Die Vorreiterrolle Deutschlands als zweitgrößter Klimafinanzierer und wichtiger Impulsgeber in der bilateralen und multilateralen Zusammenarbeit soll durch die Ansiedlung des Fonds in Bonn untermauert werden. "Der Grüne Klimafonds hat das Potential, einen Paradigmenwechsel hin zu einer emissionsarmen und klimaresistenten Entwicklung zu befördern. Unser Angebot für den Sitz des Fonds in Bonn unterstreicht unsere Bereitschaft, Verantwortung zu übernehmen", erklärte der Bundesminister für Umwelt, Naturschutz und Reaktorsicherheit Dr. Norbert Röttgen. "Als Sitz zahlreicher internationaler und VN-Organisationen im Bereich Klima, Umwelt und Energie bietet die Bundesstadt Bonn beste Voraussetzungen und hohe Vernetzungsmöglichkeiten. Die hohe Lebensqualität, das internationale Flair und die hervorragende Infrastruktur sind weitere Pluspunkte Bonns im Wettbewerb mit den voraussichtlichen Mitkonkurrenten um den Sitz Schweiz (Genf), Südkorea (Incheon), Mexiko (Mexiko-Stadt), Polen und Namibia. Bonn ist mit seinen ausgezeichneten Rahmenbedingungen hervorragend geeignet, diese wichtige Aufgabe zu übernehmen und seine Bedeutung als UN-Standort weiter auszubauen".

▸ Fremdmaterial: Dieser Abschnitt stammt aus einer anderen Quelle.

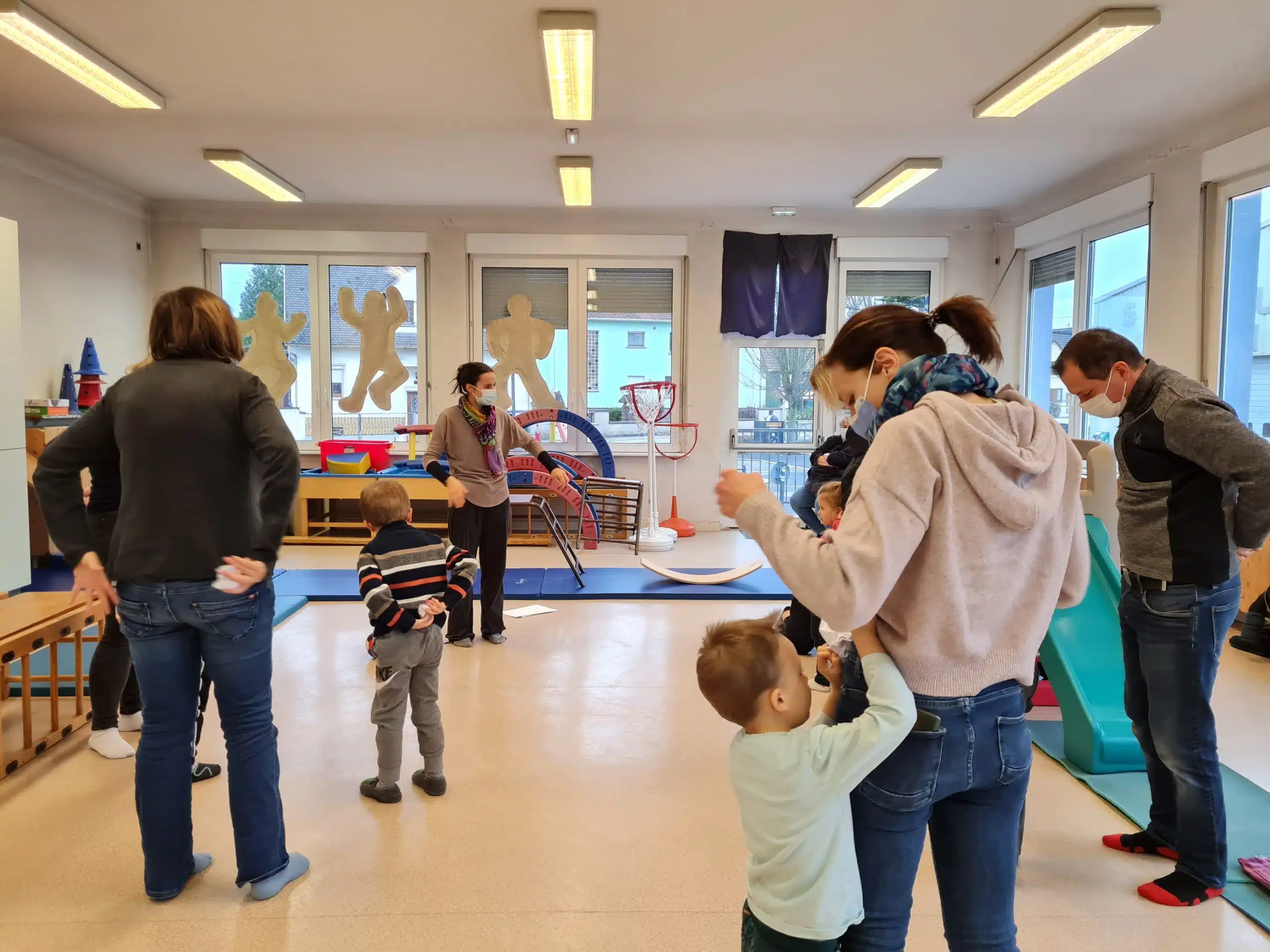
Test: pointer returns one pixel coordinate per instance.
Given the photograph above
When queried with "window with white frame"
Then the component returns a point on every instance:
(1241, 243)
(337, 296)
(1095, 278)
(582, 329)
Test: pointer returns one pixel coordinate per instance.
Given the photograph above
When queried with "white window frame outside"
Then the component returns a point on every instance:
(1213, 320)
(319, 314)
(1082, 241)
(578, 445)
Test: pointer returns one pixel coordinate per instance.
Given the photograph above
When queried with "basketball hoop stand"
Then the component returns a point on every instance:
(652, 403)
(683, 527)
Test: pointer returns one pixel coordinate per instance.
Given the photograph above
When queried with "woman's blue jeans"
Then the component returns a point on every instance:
(173, 629)
(965, 782)
(803, 502)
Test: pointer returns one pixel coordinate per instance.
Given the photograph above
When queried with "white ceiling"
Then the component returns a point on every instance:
(699, 103)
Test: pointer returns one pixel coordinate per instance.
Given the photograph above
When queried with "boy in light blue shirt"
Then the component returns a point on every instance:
(793, 781)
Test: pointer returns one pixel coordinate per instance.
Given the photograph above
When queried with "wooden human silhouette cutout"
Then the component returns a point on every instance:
(378, 323)
(518, 342)
(267, 358)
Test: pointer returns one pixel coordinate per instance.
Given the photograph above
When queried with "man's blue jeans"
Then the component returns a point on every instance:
(173, 629)
(803, 502)
(1173, 642)
(965, 782)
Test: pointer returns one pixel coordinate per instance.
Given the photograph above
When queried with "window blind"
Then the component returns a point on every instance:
(1053, 270)
(631, 290)
(548, 290)
(888, 284)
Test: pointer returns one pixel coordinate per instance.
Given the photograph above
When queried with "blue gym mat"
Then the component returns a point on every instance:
(284, 607)
(1248, 815)
(553, 584)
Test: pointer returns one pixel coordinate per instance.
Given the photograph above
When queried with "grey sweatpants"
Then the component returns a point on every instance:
(408, 665)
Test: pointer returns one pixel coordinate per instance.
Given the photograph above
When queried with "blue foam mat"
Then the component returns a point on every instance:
(559, 584)
(1248, 815)
(284, 607)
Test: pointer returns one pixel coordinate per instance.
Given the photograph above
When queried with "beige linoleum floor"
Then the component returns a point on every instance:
(588, 809)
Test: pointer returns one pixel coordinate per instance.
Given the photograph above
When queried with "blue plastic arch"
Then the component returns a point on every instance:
(568, 418)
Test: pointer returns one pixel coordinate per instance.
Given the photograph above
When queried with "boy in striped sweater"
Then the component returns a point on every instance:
(408, 578)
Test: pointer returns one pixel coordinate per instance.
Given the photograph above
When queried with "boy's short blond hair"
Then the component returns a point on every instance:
(384, 502)
(831, 495)
(737, 663)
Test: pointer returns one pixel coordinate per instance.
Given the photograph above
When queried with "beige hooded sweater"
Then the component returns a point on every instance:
(963, 534)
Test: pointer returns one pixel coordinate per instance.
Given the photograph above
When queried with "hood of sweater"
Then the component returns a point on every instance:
(1009, 452)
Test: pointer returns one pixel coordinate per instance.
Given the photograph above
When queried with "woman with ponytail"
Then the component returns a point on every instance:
(962, 534)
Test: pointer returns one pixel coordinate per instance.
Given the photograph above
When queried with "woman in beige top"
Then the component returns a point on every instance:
(477, 437)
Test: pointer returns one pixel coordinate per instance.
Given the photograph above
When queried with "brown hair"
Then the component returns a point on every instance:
(193, 323)
(831, 494)
(1095, 352)
(913, 333)
(384, 502)
(737, 663)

Die Bundesrepublik versteht Klimaschutz als Wachstumsmotor. Durch den Fonds ergeben sich für Entwicklungs- und Schwellenländer neue Chancen auf nachhaltige ökonomische und soziale Entwicklung. Der Bundesminister für wirtschaftliche Zusammenarbeit und Entwicklung Dirk Niebel: „Unsere Erfahrungen zeigen: Umweltschutz und Wirtschaftswachstum sind kein Widerspruch. Im Gegenteil: Für eine nachhaltige Entwicklung brauchen wir effektiven Umweltschutz auf internationaler Ebene. Dann können Umwelt- und Klimaschutz die wirtschaftliche Entwicklung sogar vorantreiben. Deutschland nimmt in diesem Bereich eine führende Rolle ein, auch das spricht für den Standort Bonn. Wir wollen mit unserer Bewerbung unseren Vorsprung nutzen - zum Vorteil der Schwellen- und Entwicklungsländer. Entwicklung und Klimaschutz gehören zusammen - das eine ist ohne das andere nicht denkbar."

Die Bundesregierung hat dem Fonds ein attraktives Bewerbungsangebot unterbreitet. Dazu gehören Privilegien und Immunitäten ähnlich jenen für die bereits in Bonn ansässigen VN-Einrichtungen sowie ein umfassendes Sozialpaket für die Mitarbeiterinnen und Mitarbeiter des zukünftigen Sekretariats des Fonds. Zudem investiert Deutschland bis zu 75,5 Millionen Euro in ein architektonisch hoch attraktives Bürogebäude für die Mitarbeiter des Fonds, das die Bundesanstalt für Immobilienaufgaben als Bauherr auf einem eigenen Grundstück nach neuesten energetischen und bauökologischen Standards realisieren kann.

Die Entscheidung über den Sitz des Fonds wird Ende 2012 von der 18. Vertragsstaatenkonferenz der Klimarahmenkonvention (UNFCCC) in Katar getroffen.